Gradle cache over re-cloned repo

When your project build has Gradle property like org.gradle.caching=true and the sources of subprojects are not touched you will get the build product from the cache.

Surprisingly (what is not a bug I suppose) even if you delete the project workspace and then clone it from remote git repo you will still get the build products(output) from cache. [here I mean java classes built by ‘java’ plugin]

Maybe it is completely ok from Gradle perspective as Gradle examines only sources’ FileSystem properties and does not bother what kind of git orchestration set them up.
But for the build machine devOps it is hard to swallow … “we do not expect some subprojects’ classes to be taken from Gradle’s cache when new a repo has just been cloned …”

Let’s assume that devOps do not want to edit Gradle scripts in any ways…
they do not want to turn off org.gradle.caching=true
or add outputs.cacheIf(false) to some compileJava tasks
They do not also want to manually clean the Gradle cache.

Is there a way not to get the outputs from cache for some subprojects … just by using a specific switch in gradle build command-line? (only for the first build they run with the newly cloned repo)

To be honest, this request makes absolutely no sense.
One of the biggest strengths of Gradle is to avoid unnecessary work.
And if you compile the exact same sources with the same Java version and the same compiler configuration, why should Gradle not use the already existing result but redo the work it already did before?

By forcing it to do so the only change you get is, that you lost time needlessly.

When your project build has Gradle property like org.gradle.caching=true and the sources of subprojects are not touched you will get the build product from the cache.

That is not true.
The result will simply be UP-TO-DATE and not taken from cache.
If you change some sources and compile and then revert the change and compile again, then the results would be taken from cache, as the inputs changed from the last execution, but the result is present in the cache.

Surprisingly (what is not a bug I suppose) even if you delete the project workspace and then clone it from remote git repo you will still get the build products(output) from cache.

That is not surprising, but exactly what the build cache is for.
If you did the same task with the same inputs before, you can use the result that is already present.
This works if you have different workspaces with the same sources, it works if you switches back and forth between branches, it works if you change files and change them back, …
There is even a remote build cache that you could enable, so that even other machines could reuse the results that are already present, so that for example a CI build can fill the remote cache, and every developer that needs to do the same task with the same inputs can simply use the result the CI already has built and put into the remote build cache.

So no, this is not a bug, but exactly the build cache feature.

and does not bother what kind of git orchestration set them up

Of course it does not bother, how the inputs came into existence is absolutely irrelevant.

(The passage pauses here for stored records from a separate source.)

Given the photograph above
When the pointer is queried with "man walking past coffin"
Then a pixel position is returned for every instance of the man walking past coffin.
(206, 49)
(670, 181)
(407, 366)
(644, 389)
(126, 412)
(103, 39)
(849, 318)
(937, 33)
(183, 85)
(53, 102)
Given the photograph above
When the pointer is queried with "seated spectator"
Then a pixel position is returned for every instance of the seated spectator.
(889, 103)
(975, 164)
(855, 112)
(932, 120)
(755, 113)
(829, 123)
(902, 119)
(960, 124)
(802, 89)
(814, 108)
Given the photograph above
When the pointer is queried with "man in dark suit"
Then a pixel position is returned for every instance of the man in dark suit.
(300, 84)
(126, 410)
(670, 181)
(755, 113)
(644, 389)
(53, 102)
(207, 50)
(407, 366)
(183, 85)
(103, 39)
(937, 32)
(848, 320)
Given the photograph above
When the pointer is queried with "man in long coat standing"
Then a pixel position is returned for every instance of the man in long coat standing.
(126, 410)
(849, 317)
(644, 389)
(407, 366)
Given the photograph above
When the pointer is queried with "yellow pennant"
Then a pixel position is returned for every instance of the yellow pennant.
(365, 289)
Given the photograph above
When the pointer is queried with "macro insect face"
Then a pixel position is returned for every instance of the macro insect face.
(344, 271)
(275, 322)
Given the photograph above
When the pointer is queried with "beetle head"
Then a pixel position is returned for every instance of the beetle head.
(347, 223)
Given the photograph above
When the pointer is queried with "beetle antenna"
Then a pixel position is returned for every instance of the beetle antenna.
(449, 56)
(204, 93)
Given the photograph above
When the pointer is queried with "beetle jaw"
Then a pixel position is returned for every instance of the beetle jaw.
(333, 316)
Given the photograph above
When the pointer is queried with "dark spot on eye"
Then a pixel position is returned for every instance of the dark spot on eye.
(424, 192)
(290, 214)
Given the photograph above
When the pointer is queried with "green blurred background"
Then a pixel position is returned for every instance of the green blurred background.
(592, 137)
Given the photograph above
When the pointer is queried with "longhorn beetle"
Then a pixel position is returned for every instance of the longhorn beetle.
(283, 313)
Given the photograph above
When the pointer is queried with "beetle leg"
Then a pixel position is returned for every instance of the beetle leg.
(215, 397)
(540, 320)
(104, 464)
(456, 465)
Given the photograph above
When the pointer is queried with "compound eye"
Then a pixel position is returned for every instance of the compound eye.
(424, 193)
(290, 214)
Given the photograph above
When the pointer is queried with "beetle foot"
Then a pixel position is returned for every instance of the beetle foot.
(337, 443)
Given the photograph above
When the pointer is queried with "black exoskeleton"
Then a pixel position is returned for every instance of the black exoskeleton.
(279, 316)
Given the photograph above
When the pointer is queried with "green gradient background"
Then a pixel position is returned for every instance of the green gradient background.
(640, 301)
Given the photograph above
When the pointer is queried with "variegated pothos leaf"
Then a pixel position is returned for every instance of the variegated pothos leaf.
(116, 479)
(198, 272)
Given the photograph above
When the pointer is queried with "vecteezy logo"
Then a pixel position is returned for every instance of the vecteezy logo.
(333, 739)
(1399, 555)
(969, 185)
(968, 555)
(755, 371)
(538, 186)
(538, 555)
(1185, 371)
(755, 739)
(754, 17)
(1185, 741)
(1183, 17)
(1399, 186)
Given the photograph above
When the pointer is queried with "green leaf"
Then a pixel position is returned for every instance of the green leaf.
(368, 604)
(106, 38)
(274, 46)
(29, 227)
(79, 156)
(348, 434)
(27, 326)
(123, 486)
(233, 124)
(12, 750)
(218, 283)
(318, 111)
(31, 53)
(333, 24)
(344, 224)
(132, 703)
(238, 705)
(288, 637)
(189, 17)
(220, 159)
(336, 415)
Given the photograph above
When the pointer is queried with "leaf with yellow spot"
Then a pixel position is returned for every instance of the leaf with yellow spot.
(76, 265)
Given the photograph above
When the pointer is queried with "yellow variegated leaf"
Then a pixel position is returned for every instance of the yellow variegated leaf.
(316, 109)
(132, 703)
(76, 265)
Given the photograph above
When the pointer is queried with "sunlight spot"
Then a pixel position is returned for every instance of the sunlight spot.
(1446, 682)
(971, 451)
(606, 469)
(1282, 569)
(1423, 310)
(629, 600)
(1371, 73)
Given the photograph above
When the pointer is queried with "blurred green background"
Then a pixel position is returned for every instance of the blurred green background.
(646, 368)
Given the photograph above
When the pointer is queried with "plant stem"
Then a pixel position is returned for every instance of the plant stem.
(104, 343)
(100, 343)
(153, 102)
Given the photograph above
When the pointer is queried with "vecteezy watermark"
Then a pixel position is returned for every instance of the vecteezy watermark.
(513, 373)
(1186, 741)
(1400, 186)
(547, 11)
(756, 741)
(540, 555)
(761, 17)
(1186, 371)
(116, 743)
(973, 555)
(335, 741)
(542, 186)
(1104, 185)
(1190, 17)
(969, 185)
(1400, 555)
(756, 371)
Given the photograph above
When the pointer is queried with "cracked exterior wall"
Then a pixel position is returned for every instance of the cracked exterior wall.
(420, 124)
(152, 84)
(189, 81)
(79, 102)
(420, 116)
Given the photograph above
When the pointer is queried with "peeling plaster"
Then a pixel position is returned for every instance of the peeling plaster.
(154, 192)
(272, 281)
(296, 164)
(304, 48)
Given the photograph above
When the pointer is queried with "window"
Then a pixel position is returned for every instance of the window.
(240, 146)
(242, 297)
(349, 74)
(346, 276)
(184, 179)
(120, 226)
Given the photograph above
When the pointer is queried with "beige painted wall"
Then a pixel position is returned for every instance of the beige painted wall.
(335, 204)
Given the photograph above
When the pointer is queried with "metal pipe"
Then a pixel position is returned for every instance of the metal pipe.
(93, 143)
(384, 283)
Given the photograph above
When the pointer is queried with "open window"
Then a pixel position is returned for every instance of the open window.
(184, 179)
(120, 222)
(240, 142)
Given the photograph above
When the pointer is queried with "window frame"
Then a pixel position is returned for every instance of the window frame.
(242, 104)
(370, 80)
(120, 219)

If you need to do the same piece of work with the same inputs, there is no reason to redo the work instead of simply using the already present result.

we do not expect some subprojects’ classes to be taken from Gradle’s cache when new a repo has just been cloned

Really, this statement is complete non-sense.
It effectively says “I don’t want to use one of the biggest strengths of Gradle but instead waste time and resources needlessly”.

Let’s assume that devOps do not want to edit Gradle scripts in any ways…
they do not want to turn off org.gradle.caching=true
or add outputs.cacheIf(false) to some compileJava tasks
They do not also want to manually clean the Gradle cache.

Definitely, they shouldn’t.
At most the should use an init script which is the tool to customize a build from outside, but even that should not be used here.

Is there a way not to get the outputs from cache for some subprojects … just by using a specific switch in gradle build command-line? (only for the first build they run with the newly cloned repo)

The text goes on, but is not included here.